For seriously ill patients, he has two tests to predict whether he can cure them.
One requires balancing a small horn on a vertical stick; the other involves boiling a soda bottle full of green liquid to see if it changes color.
If both tests indicate the patient will die, Mr. Muriisa does not tell them, because it would be disheartening. Instead, he advises them to go to the local public hospital.
His herbal knowledge came from his father, whose grave is just outside the hut and who was the local healer for decades until his death at age 92.
But the spiritual aspect of his power, Mr. Muriisa explained, comes from an ancient African god named Kazoba Nyamahanga (which means “little sun god” in Rukiga).

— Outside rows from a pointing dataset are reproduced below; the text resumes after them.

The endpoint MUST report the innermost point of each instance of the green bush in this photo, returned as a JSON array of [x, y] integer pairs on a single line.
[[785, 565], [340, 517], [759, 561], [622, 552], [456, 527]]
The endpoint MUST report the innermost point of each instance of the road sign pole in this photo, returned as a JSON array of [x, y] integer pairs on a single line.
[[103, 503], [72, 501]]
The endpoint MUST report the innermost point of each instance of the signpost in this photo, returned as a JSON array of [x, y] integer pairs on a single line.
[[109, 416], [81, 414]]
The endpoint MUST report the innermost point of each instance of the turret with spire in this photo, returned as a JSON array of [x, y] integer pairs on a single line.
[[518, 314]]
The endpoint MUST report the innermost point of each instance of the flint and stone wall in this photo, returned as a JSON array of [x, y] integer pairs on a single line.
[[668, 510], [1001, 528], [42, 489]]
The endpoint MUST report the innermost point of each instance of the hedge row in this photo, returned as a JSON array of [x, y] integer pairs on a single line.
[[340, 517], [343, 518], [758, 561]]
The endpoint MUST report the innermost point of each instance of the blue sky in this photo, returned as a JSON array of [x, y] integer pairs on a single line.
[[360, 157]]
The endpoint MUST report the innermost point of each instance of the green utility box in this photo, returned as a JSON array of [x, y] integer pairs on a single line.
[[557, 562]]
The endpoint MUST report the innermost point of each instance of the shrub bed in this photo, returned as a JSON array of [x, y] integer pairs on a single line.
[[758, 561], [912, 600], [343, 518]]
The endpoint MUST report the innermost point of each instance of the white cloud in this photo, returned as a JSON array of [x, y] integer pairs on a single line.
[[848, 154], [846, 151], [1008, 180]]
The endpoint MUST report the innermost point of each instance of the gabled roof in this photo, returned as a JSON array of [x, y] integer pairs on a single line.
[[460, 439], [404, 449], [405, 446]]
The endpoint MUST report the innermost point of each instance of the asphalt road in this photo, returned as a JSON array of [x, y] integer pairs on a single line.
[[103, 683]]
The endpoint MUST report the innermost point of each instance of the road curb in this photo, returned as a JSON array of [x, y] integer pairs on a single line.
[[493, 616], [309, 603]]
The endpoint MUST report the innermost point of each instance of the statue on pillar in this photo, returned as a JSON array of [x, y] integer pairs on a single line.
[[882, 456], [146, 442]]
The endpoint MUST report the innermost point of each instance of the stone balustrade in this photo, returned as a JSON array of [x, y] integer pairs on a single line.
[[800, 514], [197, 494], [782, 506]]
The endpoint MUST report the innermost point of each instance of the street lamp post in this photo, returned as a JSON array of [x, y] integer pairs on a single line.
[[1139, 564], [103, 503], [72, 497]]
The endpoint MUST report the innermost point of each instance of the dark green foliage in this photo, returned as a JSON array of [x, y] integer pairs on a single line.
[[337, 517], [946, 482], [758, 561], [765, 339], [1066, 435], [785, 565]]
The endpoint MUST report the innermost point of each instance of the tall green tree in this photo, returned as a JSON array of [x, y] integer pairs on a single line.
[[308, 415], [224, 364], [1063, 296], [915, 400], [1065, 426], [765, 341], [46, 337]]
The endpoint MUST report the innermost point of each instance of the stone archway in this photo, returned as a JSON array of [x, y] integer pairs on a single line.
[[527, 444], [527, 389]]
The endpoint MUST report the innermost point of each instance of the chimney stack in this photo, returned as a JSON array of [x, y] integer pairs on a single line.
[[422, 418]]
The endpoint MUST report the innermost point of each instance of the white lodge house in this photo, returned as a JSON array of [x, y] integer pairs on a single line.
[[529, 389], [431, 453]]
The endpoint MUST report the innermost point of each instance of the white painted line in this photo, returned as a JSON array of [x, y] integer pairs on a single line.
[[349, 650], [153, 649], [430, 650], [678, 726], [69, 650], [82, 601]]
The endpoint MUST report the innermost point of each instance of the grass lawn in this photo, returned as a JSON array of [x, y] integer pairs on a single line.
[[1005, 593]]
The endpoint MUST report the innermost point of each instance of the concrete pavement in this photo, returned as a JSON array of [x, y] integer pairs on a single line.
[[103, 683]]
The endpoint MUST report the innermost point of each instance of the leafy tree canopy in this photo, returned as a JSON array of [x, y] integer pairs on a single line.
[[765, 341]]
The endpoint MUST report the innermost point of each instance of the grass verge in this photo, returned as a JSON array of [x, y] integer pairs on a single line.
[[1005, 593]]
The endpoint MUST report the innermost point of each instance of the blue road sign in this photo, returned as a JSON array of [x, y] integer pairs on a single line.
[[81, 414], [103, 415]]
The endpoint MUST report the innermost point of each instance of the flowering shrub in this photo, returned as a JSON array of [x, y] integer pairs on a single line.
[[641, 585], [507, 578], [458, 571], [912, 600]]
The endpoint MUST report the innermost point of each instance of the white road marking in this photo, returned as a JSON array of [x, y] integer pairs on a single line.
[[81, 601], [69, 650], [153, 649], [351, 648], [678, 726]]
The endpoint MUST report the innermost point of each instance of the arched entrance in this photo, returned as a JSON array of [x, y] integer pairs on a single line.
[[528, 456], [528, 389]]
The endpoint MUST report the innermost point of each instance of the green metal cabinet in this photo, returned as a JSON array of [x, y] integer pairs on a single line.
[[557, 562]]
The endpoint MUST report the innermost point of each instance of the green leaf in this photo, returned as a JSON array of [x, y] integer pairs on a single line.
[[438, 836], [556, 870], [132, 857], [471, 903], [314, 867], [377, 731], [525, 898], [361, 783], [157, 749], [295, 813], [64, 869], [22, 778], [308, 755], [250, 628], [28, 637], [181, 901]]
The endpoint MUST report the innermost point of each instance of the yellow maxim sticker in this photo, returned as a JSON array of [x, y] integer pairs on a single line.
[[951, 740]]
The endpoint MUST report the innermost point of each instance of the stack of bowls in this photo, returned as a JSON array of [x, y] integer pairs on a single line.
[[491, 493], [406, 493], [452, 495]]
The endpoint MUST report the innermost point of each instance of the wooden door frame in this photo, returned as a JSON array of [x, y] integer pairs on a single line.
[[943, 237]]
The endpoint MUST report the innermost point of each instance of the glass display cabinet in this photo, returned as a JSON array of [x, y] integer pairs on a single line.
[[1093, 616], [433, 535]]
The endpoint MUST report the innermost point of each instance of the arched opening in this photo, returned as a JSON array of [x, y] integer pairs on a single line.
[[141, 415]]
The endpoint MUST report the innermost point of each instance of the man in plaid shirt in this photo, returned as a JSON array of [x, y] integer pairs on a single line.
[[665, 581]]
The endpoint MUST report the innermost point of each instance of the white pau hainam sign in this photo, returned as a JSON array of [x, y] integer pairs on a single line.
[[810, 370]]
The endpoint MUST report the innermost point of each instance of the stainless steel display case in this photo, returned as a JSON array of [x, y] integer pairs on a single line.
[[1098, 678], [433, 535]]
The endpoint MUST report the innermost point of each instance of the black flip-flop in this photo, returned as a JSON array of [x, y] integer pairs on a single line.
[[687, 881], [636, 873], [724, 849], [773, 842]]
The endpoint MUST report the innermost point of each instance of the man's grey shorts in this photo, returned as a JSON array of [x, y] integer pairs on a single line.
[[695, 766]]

Kazoba, he said, sends villagers dreams indicating who their next healer will be, and grants the chosen one the power occasionally to predict the future.
He also worshiped the Christian god, he said: “I was baptized Samuel, and I go to church — but for me it’s more like a club, someplace to see friends.”
As the visit ended, Mr. Muriisa stood outside with his guests as they waited for their boat. His first wife, Joy Mazooba, 65, brought over one of their grandchildren.
“Her teeth are too brown — could you look at them?” she asked the doctors and dentists through a translator. “And I think something is wrong with her eyes.”